The issues are procedural, and appeal ruling does not reflect the strength of the actual cases that will eventually proceed to trial, but the case in rugby league in particular has been hugely undermined by this judgment. Altogether 180 of the 321 claimants in rugby league now face having their claims struck off. The number involved in rugby union is smaller, and so is the risk of strike outs, but around 20% of the total number of the 773 union players could be affected.

Rylands Garth had been ordered to comply with their disclosure obligations by late October 2025, or using what is known as an unless order. That date passed without their having done it, and Rylands Garth launched an appeal. They argued that Senior Master Cook had “erred in law and misdirected himself” and that the unless orders had been “disproportionate and oppressive, irrational and perverse.” Dias rejected the appeals on all grounds.

Advertisement

Dias criticised Rylands Garth solicitor Richard Boardman, ruling that given “the repeated extensions, the strong indications by the judge from early in proceedings of the need for active progression of the litigation, the gross misunderstandings of Mr Boardman about his disclosure duties and the associated puzzling nature of these fundamental misconceptions with his unconvincing explanations, it was entirely reasonable in my judgment for the judge to lack confidence in the adequacy or legal accuracy of the approach to disclosure.”

Rylands Garth had provided medical material which was in their possession and that they had relied upon, but had failed to provide a quantity of other medical information that had been requested by the defendants, including GP records and medical histories. Rylands Garth argued that the size of the task made this an impossible job. Dias pointed out that “if solicitors take on substantial litigation such as this, they are duty-bound professionally, both to their lay clients and to the court in their capacity of officers of it, to ensure they have made appropriate and effective logistical and administrative arrangements to comply with the lawful orders of the court.”

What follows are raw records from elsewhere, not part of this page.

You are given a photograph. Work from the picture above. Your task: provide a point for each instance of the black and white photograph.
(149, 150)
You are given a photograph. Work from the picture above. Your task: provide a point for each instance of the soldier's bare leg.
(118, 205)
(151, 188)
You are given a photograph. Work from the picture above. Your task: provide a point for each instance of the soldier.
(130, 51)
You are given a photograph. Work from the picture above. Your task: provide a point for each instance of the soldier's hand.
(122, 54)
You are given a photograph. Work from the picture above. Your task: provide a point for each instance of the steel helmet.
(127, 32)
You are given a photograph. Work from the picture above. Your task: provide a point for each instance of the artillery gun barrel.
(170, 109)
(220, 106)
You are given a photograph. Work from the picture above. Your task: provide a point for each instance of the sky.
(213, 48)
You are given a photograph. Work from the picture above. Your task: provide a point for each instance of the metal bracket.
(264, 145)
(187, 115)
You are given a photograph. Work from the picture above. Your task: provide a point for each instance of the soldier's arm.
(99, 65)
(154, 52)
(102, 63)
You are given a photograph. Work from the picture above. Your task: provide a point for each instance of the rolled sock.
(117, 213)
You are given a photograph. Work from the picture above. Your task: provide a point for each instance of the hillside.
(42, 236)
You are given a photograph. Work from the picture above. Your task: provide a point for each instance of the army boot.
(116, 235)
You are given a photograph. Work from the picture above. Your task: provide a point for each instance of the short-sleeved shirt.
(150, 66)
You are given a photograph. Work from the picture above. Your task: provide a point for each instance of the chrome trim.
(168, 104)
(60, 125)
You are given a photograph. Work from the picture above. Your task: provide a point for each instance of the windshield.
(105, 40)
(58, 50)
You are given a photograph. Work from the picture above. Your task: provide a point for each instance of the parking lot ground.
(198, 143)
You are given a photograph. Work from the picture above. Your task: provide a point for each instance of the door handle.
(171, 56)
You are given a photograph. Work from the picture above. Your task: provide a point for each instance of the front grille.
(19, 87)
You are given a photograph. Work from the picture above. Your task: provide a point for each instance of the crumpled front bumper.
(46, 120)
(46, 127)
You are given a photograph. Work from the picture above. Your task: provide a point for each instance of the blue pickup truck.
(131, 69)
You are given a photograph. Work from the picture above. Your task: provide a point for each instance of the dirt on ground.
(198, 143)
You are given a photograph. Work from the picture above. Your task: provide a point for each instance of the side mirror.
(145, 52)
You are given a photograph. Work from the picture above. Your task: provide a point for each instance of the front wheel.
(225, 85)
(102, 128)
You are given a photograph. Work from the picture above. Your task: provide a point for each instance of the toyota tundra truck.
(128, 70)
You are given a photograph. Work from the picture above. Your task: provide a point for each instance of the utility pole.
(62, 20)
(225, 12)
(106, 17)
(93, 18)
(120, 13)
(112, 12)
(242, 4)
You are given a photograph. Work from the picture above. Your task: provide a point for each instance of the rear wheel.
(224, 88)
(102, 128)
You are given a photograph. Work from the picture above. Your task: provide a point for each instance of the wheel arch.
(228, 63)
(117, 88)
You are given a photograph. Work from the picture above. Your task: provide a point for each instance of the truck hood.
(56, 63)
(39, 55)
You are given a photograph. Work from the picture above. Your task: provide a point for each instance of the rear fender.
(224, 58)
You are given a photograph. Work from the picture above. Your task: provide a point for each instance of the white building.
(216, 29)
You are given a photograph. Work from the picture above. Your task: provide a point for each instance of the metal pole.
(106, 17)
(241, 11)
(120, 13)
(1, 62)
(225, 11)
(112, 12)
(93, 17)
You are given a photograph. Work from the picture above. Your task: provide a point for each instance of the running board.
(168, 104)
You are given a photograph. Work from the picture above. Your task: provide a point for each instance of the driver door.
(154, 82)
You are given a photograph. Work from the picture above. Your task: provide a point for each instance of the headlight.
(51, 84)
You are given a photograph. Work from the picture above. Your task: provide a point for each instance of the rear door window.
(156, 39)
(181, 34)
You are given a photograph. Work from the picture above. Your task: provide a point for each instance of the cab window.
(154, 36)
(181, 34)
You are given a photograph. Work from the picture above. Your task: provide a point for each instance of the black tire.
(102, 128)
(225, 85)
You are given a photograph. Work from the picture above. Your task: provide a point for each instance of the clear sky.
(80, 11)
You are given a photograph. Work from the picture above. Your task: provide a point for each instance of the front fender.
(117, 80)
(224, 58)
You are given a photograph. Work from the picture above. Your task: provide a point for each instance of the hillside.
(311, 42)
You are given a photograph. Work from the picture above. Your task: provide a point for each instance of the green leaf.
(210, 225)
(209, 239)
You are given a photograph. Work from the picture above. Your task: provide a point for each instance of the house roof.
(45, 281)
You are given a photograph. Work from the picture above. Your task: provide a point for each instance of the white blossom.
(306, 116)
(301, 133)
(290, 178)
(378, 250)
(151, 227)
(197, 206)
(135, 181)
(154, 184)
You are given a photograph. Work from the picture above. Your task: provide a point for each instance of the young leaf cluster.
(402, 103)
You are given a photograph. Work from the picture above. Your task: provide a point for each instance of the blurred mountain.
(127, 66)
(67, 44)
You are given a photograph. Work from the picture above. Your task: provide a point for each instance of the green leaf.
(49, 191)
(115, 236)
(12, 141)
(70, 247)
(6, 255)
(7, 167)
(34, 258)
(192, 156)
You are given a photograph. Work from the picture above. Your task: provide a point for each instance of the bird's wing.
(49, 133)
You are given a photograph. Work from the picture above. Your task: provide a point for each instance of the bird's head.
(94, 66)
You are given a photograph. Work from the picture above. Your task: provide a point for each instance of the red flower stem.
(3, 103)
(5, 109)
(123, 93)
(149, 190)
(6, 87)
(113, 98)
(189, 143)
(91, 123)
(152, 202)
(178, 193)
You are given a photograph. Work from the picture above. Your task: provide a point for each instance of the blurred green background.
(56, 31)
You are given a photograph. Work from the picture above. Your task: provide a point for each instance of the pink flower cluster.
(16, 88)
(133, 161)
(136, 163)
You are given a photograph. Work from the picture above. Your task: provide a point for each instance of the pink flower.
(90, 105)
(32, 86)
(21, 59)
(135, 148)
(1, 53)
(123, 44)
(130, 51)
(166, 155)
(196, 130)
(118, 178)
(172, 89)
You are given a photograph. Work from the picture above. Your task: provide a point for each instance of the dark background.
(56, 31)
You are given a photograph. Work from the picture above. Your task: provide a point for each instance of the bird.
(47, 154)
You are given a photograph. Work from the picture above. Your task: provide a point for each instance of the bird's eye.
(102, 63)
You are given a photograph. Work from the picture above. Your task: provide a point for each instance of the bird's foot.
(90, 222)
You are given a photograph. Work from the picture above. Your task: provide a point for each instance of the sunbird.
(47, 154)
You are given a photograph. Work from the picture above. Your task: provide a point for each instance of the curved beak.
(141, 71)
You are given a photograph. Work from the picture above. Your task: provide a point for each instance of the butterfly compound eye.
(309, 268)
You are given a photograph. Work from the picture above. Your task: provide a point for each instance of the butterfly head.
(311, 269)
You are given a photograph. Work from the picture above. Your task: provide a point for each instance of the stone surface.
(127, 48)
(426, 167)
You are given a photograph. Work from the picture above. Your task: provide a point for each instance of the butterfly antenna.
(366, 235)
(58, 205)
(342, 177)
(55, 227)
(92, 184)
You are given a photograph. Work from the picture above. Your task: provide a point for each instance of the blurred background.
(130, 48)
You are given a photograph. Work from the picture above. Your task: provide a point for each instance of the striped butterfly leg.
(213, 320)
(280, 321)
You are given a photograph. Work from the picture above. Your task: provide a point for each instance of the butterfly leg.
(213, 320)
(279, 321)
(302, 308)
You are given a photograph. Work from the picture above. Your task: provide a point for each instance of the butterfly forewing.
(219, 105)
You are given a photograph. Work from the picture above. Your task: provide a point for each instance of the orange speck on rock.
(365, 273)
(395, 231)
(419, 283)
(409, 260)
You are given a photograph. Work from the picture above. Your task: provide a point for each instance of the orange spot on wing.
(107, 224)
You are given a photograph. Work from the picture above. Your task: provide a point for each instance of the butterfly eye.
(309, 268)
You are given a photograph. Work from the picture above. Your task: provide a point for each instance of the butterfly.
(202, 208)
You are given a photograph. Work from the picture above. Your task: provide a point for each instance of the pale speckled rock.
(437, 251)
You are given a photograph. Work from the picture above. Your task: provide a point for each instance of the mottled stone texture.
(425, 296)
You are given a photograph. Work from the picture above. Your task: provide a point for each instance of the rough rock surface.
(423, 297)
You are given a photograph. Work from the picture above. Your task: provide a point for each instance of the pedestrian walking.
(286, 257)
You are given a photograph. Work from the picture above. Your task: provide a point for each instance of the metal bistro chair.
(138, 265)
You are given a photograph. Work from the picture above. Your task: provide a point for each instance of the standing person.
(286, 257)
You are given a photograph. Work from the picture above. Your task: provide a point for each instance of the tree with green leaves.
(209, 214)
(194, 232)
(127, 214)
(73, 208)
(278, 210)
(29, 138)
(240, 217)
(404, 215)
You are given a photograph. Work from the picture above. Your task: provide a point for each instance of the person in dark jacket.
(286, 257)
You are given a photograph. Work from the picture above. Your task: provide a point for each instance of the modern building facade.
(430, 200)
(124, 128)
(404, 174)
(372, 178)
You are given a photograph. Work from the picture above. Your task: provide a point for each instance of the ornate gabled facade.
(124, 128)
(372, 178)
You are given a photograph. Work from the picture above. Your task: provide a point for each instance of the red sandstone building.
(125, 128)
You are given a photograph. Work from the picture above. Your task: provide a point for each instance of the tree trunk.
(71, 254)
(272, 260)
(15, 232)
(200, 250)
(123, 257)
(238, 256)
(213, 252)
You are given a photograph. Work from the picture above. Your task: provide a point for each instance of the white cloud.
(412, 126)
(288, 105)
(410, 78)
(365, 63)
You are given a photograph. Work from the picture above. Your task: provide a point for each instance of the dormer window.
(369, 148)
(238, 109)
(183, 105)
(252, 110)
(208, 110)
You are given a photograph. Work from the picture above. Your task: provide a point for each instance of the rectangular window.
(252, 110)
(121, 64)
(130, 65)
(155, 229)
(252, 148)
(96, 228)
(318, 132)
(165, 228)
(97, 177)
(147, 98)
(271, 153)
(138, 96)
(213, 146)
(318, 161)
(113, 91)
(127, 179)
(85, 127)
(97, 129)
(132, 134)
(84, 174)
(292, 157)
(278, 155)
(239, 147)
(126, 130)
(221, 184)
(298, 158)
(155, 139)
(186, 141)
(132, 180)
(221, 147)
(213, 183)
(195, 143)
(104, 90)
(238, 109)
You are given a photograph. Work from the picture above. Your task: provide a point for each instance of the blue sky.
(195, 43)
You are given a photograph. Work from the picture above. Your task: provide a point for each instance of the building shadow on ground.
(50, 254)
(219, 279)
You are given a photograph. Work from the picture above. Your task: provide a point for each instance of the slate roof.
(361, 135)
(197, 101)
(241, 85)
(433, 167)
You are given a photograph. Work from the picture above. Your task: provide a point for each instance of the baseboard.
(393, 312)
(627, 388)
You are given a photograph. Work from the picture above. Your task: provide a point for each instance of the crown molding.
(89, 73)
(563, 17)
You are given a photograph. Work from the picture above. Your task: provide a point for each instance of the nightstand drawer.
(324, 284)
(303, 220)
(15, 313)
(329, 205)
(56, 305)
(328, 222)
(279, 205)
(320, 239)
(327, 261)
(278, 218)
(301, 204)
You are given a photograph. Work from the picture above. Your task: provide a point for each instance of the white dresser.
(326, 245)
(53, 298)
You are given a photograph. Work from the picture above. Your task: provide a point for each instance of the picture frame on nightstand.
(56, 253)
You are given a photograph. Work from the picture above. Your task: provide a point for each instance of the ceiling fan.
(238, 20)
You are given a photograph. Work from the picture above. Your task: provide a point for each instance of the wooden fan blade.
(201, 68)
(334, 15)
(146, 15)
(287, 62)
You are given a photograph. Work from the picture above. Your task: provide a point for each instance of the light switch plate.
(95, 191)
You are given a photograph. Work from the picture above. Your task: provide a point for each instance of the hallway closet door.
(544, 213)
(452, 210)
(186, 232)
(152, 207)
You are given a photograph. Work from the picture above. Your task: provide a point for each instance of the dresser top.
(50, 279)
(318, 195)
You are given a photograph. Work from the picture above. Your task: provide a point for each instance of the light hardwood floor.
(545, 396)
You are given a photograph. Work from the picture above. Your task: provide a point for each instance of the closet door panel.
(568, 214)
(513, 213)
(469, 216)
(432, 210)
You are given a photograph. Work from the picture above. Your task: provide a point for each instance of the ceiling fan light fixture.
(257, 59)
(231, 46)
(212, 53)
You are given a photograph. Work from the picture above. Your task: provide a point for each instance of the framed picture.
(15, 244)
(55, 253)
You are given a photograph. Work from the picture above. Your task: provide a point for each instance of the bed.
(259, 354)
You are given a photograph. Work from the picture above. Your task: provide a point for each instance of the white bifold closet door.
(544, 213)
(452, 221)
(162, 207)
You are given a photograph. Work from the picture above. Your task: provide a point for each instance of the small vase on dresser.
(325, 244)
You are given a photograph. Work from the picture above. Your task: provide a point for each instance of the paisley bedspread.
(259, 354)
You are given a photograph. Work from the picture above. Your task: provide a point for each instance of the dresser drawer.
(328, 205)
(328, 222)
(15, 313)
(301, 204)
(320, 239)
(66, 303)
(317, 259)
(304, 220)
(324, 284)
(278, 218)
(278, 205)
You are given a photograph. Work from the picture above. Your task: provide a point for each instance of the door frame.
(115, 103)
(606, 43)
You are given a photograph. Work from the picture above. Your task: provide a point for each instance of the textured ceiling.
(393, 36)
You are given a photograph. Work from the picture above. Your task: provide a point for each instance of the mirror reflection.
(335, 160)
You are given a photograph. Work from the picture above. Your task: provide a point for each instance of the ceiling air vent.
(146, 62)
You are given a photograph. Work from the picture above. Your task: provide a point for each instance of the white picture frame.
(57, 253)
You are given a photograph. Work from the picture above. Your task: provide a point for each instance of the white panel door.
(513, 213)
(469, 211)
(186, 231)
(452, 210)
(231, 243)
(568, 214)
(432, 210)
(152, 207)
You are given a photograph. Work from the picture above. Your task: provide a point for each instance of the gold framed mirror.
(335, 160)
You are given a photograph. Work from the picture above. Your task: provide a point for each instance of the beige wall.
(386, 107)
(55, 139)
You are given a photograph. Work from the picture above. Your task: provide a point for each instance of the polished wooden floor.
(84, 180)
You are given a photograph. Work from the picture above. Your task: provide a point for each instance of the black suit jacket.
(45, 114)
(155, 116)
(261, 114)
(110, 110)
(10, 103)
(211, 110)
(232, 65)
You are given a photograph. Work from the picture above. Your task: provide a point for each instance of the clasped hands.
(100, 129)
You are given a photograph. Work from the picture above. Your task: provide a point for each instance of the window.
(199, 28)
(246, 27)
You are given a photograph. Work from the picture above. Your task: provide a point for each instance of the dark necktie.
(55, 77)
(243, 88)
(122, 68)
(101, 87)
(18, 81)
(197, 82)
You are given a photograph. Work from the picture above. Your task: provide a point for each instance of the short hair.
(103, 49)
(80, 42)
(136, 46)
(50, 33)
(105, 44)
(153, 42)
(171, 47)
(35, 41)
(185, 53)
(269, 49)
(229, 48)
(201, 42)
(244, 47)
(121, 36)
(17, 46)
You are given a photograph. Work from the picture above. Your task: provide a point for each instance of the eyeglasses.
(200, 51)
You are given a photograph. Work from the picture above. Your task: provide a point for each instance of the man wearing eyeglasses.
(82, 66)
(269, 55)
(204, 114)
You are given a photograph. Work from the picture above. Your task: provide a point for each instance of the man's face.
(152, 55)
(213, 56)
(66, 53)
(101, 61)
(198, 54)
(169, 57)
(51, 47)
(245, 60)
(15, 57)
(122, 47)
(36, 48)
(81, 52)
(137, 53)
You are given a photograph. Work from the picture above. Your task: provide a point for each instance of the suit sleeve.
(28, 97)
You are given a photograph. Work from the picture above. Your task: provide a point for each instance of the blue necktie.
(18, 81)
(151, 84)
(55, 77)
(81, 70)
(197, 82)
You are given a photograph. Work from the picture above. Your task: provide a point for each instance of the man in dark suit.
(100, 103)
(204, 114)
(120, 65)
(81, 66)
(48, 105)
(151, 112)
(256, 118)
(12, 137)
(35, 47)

A spokesperson for Rylands Garth said: “We are grateful to the judge for providing greater clarity regarding the required level of disclosure of claimants’ medical records. We will continue to comply with the court’s orders as we work to fast-track the case and deliver justice for the former players we represent. To date, we have already disclosed hundreds of thousands of pages of documents in support of the case against World Rugby, the RFU and WRU, as well as the rugby league defendants. Many of these documents were disclosed several years ago. The defendants have never formally responded to the claims and continue to attempt to hold up the case’s progress through the court.

Advertisement

“The former players we represent and their families continue to suffer every day with the devastating impact of the negligence of sports authorities,” the spokesperson continued. “We reaffirm our commitment to accountability, meaningful change, and safeguarding the next generation of players.”

The next case hearings are scheduled for March, but it is likely the defendants will now move to have all the affected cases struck off, which may cause more delays to the proceedings.

In a joint statement following the ruling, World Rugby, the RFU and the WRU said: “We note that the claimants’ appeal has been dismissed. The judgment expressed concern that there has been a serious erosion of the court’s confidence in the way the disclosure process has been conducted, and noted that effective and fair disclosure of the relevant documents was ‘indispensable’ in the context of the case.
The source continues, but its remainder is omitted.